Amongst the baches left to book for this week, is this family home in Havelock North that sleeps seven and is priced at $537 per night#.


Thanks to Southland’s low light pollution, families who holiday here have a good chance of viewing the Matariki star constellation. After exploring the region's ruggereed beaches and wildlife, families can head over to Stewart Island/Rakiura, the second island in the world to be named an International Dark Sky Sanctuary in 2019. The status is awarded to areas with high quality starry nights and ensures pollution levels are controlled to safeguard the skies.

Baches in Southland include this pet-friendly “sun trap” in Te Anau that sleeps five and is very affordable at $198 per night.


The Otago region is proving popular with Kiwis this winter with around 20% of baches already booked out.

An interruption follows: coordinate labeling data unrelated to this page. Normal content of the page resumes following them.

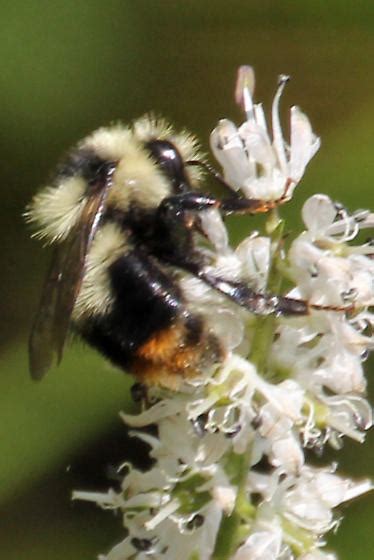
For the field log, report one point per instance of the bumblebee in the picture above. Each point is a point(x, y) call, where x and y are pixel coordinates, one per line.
point(124, 216)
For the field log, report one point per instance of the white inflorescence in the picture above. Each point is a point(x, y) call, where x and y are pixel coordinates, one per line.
point(231, 445)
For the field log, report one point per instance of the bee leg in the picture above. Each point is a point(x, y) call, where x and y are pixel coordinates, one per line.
point(256, 302)
point(174, 207)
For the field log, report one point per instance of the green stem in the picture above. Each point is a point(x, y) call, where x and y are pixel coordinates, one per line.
point(265, 326)
point(229, 531)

But for those with quick fingers who book now, can soak up the Central Otago Rail Trail, wineries and snow capped mountain views. Visitors during Matariki can head to Dunedin for the Puaka Matariki Festival (2 - 16 July 2021). Unique to Dunedin, the festival marks the Māori New Year with a citywide programme of community and digital events that promise to celebrate wānaka (learning) and whanaukataka (community spirit).

Baches in Otago include this Victorian Villa in Dunedin that sleeps four and is priced at $159 per night#.

# Prices are current as at 24 May 2021 on based on checking in 25 June 2021 for a two night stay. Subject to availability.